When the masters of the spiritual life speak of purity, they have in their minds no thin, abstract notion of a rule of conduct stripped of all colour and compounded chiefly of refusals, such as a more modern, more arid asceticism set up. Their purity is an affirmative state; something strong, clean, and crystalline, capable of a wholeness of adjustment to the wholeness of a God-inhabited world. The pure soul is like a lens from which all irrelevancies and excrescences, all the beams and motes of egotism and prejudice, have been removed.
This disciplining and simplifying of the attention is the process the mystics call Recollection: the first stage in the training of the contemplative consciousness. Recollection is simply the subjection of the attention to the control of the will, and it begins in the deliberate and regular practice of meditation (a perfectly natural form of mental exercise, though at first a hard one). One of the best definitions has described that art as a “loving sight,” a “peering into heaven with the ghostly eye.” But the self who is yet at this early stage of the pathway to Reality is not asked to look at anything new, to peer into the deeps of things: only to gaze with a new and cleansed vision on the ordinary labels, the “objects” and ideas, amongst which it has always dwelt.

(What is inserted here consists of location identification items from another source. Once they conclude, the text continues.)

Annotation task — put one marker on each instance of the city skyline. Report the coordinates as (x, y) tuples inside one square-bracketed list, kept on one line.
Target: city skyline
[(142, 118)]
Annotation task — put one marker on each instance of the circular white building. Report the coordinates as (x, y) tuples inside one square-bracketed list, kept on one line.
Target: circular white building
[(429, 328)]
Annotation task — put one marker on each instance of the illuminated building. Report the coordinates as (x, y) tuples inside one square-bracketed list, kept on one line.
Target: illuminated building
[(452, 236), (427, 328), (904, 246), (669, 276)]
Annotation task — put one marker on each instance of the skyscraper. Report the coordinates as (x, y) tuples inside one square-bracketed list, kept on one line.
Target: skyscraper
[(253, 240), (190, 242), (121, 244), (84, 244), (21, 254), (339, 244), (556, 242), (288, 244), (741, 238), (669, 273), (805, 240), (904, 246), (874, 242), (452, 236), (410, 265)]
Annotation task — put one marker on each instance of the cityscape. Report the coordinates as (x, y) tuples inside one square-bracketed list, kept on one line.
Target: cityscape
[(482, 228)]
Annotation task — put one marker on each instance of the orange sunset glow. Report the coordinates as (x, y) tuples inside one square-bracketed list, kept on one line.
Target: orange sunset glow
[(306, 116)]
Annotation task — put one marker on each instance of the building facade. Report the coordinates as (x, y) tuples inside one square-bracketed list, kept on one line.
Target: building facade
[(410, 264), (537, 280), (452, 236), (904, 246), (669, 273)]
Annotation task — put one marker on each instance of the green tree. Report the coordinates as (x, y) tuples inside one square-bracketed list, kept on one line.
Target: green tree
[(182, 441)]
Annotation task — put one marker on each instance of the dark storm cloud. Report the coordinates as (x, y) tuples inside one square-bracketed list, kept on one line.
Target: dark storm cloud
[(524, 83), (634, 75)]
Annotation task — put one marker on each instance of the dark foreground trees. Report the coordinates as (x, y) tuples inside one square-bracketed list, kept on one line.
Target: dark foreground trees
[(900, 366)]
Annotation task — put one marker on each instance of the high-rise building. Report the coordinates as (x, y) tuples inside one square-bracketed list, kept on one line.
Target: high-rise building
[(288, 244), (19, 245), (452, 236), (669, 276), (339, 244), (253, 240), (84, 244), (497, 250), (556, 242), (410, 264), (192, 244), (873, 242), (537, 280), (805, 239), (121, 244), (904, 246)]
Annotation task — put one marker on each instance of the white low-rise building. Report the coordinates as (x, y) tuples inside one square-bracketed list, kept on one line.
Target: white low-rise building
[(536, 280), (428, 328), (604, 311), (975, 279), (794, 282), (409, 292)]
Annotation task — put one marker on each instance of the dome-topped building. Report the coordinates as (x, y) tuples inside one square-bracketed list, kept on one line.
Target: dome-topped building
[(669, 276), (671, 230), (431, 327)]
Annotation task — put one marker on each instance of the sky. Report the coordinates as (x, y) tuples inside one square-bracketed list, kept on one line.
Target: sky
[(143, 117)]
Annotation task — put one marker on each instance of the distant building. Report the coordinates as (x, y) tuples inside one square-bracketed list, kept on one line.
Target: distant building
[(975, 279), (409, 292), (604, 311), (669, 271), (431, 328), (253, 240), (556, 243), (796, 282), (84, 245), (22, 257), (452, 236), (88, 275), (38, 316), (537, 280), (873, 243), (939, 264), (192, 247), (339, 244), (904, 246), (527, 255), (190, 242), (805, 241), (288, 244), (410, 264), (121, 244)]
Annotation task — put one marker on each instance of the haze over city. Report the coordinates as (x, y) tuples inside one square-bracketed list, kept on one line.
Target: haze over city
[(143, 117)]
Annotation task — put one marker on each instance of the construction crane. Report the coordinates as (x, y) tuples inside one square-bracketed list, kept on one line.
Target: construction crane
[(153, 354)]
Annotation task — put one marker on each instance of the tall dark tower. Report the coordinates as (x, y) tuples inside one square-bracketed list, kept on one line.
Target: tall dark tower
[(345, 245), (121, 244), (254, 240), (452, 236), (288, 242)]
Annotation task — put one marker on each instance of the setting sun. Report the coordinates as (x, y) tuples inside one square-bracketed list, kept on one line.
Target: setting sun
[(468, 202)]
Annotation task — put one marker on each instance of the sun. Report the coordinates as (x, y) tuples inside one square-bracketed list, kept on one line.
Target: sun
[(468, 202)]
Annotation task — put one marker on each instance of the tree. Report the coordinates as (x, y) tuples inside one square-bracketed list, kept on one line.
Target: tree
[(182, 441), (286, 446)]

Take, then, an idea, an object, from amongst the common stock, and hold it before your mind. The choice made, it must be held and defended during the time of meditation against all invasions from without, however insidious their encroachments, however “spiritual” their disguise. It must be brooded upon, gazed at, seized again and again, as distractions seem to snatch it from your grasp. A restless boredom, a dreary conviction of your own incapacity, will presently attack you. This, too, must be resisted at sword-point. The first quarter of an hour thus spent in attempted meditation will be, indeed, a time of warfare; which should at least convince you how unruly, how ill-educated is your attention.

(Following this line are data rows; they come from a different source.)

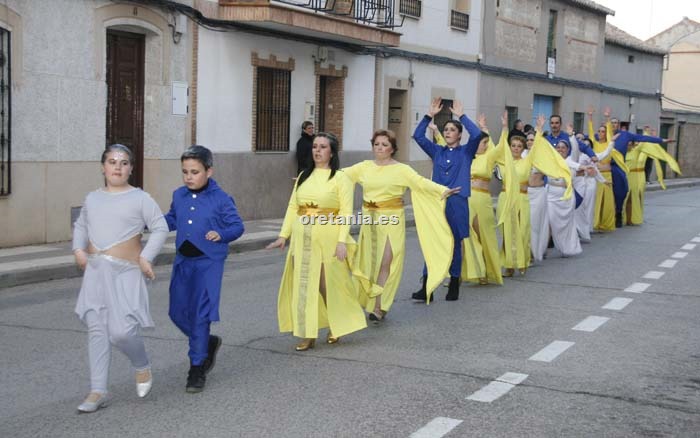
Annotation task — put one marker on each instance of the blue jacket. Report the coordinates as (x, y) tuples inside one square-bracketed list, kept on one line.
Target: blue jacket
[(193, 215), (451, 166)]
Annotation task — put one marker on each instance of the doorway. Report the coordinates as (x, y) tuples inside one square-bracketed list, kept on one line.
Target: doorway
[(125, 93)]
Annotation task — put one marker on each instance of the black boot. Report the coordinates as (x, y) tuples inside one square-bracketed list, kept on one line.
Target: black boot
[(422, 294), (213, 348), (196, 379), (453, 289), (618, 220)]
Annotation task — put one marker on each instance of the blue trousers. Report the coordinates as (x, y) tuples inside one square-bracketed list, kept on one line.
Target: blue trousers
[(457, 214), (620, 186), (190, 303)]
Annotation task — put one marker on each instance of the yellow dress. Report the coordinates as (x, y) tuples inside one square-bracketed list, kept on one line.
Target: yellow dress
[(383, 188), (636, 160), (481, 258), (604, 213), (300, 307), (515, 251)]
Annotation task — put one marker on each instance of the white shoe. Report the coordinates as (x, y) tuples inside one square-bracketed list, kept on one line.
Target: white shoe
[(89, 406), (142, 389)]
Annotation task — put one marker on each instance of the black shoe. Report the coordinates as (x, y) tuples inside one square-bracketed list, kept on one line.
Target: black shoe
[(213, 348), (618, 220), (422, 294), (196, 379), (453, 290)]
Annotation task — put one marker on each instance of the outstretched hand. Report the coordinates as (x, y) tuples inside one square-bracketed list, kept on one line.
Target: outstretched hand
[(435, 106)]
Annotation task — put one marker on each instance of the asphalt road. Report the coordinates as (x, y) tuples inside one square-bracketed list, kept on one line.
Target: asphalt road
[(422, 371)]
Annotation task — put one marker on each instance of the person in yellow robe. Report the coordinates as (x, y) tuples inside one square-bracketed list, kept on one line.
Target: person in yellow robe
[(382, 243), (317, 290), (515, 251), (604, 213), (637, 155)]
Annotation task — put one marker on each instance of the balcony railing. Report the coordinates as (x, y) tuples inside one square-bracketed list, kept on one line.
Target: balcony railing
[(459, 20), (378, 13), (412, 8)]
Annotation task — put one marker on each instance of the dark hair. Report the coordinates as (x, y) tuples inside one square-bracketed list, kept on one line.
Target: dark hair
[(199, 153), (457, 124), (335, 159), (116, 147), (388, 134)]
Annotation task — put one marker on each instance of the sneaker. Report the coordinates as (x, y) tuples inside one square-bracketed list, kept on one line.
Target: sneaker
[(214, 345), (196, 379)]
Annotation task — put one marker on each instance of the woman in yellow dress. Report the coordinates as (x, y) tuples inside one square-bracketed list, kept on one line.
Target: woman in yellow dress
[(482, 262), (515, 251), (604, 214), (382, 243), (316, 290), (637, 155)]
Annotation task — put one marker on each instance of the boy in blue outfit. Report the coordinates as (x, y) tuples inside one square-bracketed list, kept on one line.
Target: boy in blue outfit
[(206, 220)]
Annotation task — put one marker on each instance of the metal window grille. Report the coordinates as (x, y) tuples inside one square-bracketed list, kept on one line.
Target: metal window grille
[(411, 8), (459, 20), (5, 107), (272, 110)]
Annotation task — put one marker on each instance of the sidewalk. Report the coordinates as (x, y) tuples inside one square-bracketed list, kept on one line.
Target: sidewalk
[(37, 263)]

But soon you will find that you have indeed–though how you know not–entered upon a fresh plane of perception, altered your relation with things. First, the subject of your meditation begins, as you surrender to its influence, to exhibit unsuspected meaning, beauty, power. A perpetual growth of significance keeps pace with the increase of attention which you bring to bear on it. Moreover, as your meditation becomes deeper it will defend you from the perpetual assaults of the outer world. You will hear the busy hum of that world as a distant exterior melody, and know yourself to be in some sort withdrawn from it. You have set a ring of silence between you and it; and behold! within that silence you are free. Gradually, you will come to be aware of an entity, a You, who can thus hold at arm’s length, be aware of, look at, an idea–a universe–other than itself.
Now turn this new purified and universalised gaze back upon yourself. Observe your own being in a fresh relation with things, and surrender yourself willingly to the moods of astonishment, humility, joy–perhaps of deep shame or sudden love–which invade your heart as you look. So doing patiently, day after day, constantly recapturing the vagrant attention, ever renewing the struggle for simplicity of sight, you will at last discover that there is something within you–something behind the fractious, conflicting life of desire–which you can recollect, gather up, make effective for new life. You will, in fact, know your own soul for the first time: and learn that there is a sense in which this real You is distinct from, an alien within, the world in which you find yourself, as an actor has another life when he is not on the stage. When you do not merely believe this but know it; when you have achieved this power of withdrawing yourself, of making this first crude distinction between appearance and reality, the initial stage of the contemplative life has been won.